Днем боевые действия перекинулись на район порта и города. Немецкие бомбардировщики в этот день были особенно активны. Согласно журналу боевых действий группы III/LG1, 4 июня ее самолеты совершили шесть групповых вылетов, в то время как в предыдущий день всего три. Поскольку накануне 3-я ОАГ снова получила пополнение и ее летчики были полны решимости защитить Севастополь, в воздухе вновь закипели воздушные бои. Мл. лейтенант Казаров из 247-го иап сбил один «юнкерс», лейтенант Яновский — другой. Такого же успеха добилась пара Катров — Данилко. О сбитых «мессершмиттах» доложили Хряев и пара Петухов — Яновский. Отличились и зенитчики, которые доложили о восьми сбитых Ju-88 и Ju-87. Немцы признают потерю лишь одного «юнкерса» из III/KG76, который, по их данным, пропал без вести. В вечерних боях советская сторона потеряла сбитым «як» 247-го иап лейтенанта Модиенко (пилот погиб), три «яка» и два «лага» подбитыми, кроме того, артиллерийский огонь уничтожил один Пе-2 и повредил два МБР. Силы обороняющихся продолжали таять.

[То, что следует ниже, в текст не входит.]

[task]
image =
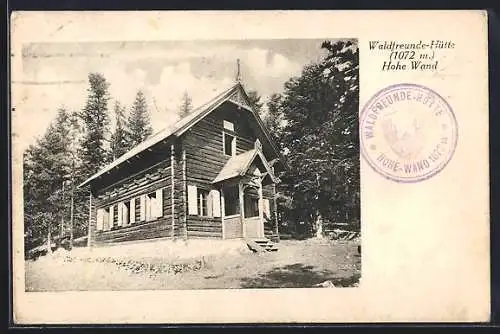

5 июня удар наносился перед позициями 54-го корпуса, которому в предстоящем наступлении предстояло сыграть главную роль. Другие группы бомбардировщиков вновь атаковали Севастополь. В официальной советской послевоенной «Хронике Великой Отечественной войны Советского Союза на Черноморском театре» указывалось, что «в городе продолжались пожары, жизнь в нем была парализована, разбиты все электро-водо-магистрали, баня и хлебопекарня». В немецких сводках большинство гражданских объектов фигурировало как «казармы», «склады» и «мастерские», в то время как реальные казармы, склады и мастерские уже давно были перенесены в подземные сооружения.